Reading Paul’s more detailed disagreements with Eliezer from last year doesn’t really update me on doom either, given that he agrees with more than enough of Eliezer’s lethalities (i.e. plenty enough to make the case for high p(doom|AGI)). The same applies to the Deepmind alignment team’s response.
I think I can easily just reverse this (i.e. it does depend on whether you frame the question as “do we die?” or “do we live?”, and you are doing the latter here). Although to be fair, I’d use “possible”, rather than “plausible”: all the “we’ll be fine” arguments I know of seem to me like they establish possibility, not near-certainty.

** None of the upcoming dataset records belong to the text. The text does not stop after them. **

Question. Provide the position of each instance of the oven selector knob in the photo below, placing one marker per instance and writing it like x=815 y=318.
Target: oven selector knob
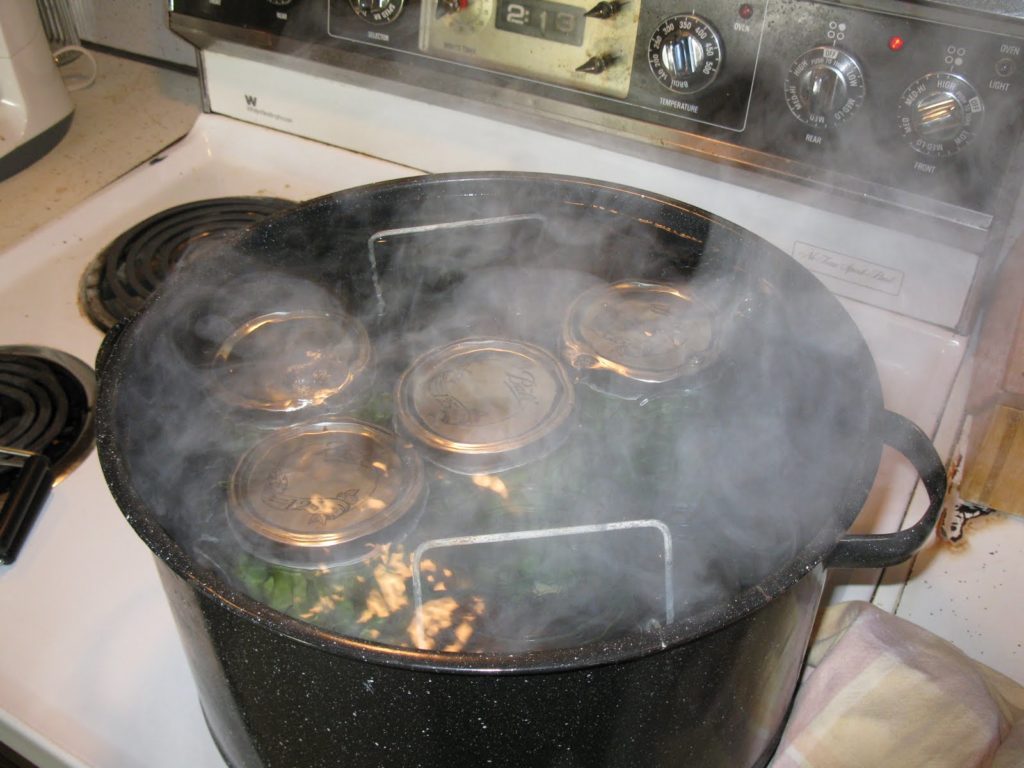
x=939 y=114
x=377 y=11
x=824 y=87
x=685 y=53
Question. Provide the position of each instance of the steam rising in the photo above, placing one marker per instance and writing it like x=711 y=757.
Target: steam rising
x=759 y=462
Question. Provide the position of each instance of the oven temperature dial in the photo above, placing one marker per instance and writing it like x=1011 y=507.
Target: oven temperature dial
x=824 y=87
x=939 y=114
x=685 y=53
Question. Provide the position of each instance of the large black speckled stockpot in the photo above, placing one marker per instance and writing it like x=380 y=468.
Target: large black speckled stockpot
x=711 y=689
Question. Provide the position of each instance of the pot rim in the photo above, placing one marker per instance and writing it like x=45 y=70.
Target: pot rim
x=632 y=646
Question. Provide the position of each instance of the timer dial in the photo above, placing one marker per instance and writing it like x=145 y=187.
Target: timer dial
x=377 y=11
x=939 y=114
x=685 y=53
x=824 y=87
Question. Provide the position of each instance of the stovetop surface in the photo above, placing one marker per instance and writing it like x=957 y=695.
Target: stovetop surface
x=94 y=654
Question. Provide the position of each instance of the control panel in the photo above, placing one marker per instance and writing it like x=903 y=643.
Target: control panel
x=920 y=108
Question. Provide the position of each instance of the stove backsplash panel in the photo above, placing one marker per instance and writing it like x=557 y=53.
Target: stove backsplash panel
x=919 y=109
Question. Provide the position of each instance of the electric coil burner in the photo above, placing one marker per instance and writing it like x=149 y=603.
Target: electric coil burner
x=46 y=412
x=122 y=276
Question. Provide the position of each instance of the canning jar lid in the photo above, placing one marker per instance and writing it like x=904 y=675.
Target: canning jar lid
x=325 y=494
x=627 y=336
x=290 y=360
x=484 y=404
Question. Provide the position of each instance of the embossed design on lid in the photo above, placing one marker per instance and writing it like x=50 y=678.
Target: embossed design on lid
x=633 y=333
x=484 y=404
x=328 y=493
x=285 y=361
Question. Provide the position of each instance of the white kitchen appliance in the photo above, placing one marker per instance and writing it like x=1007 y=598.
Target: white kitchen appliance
x=35 y=109
x=309 y=96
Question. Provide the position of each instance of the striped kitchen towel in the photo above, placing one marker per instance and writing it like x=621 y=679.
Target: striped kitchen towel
x=881 y=691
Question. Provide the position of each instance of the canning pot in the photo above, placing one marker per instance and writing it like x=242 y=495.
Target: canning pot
x=774 y=444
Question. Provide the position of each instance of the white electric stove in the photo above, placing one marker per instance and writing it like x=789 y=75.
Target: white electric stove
x=91 y=671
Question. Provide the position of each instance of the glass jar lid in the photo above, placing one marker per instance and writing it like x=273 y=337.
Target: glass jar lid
x=325 y=494
x=285 y=361
x=630 y=335
x=484 y=404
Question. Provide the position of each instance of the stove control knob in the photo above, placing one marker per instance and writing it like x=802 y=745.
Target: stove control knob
x=377 y=11
x=939 y=114
x=685 y=53
x=824 y=87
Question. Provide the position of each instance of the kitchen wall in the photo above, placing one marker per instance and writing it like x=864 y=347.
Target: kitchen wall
x=133 y=26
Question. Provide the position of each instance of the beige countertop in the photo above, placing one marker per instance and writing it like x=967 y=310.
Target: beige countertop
x=130 y=113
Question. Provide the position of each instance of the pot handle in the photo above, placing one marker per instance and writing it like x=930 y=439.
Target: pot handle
x=880 y=550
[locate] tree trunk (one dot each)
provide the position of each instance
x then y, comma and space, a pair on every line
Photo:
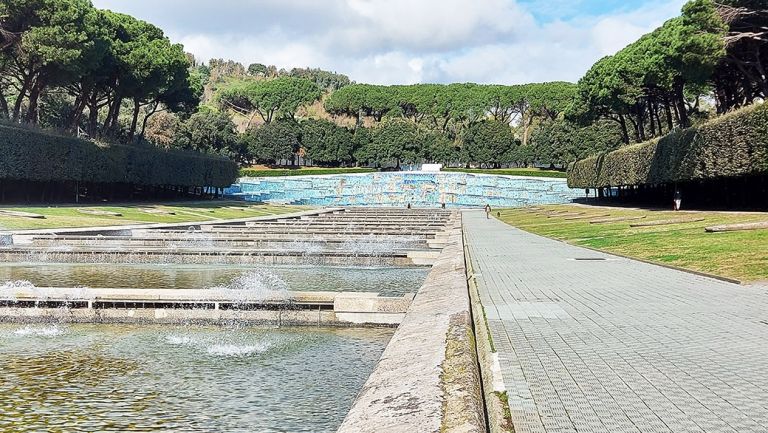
134, 118
80, 103
3, 105
33, 111
112, 122
624, 131
20, 98
93, 115
146, 119
680, 101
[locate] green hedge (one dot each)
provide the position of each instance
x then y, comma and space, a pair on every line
732, 145
509, 172
33, 155
249, 172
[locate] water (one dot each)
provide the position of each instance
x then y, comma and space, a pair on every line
123, 378
398, 189
385, 281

Overall, none of this has helped in reducing my p(doom|AGI); it’s not even really touching the sides, so to speak. Do you (or anyone else) have anything better? Note that I have also asked this question here.
Would appreciate it if the agreement downvoters could link to what they think are the best (pref detailed) explanations for why we should expect the default of no doom, given AGI. I want to be less doomy.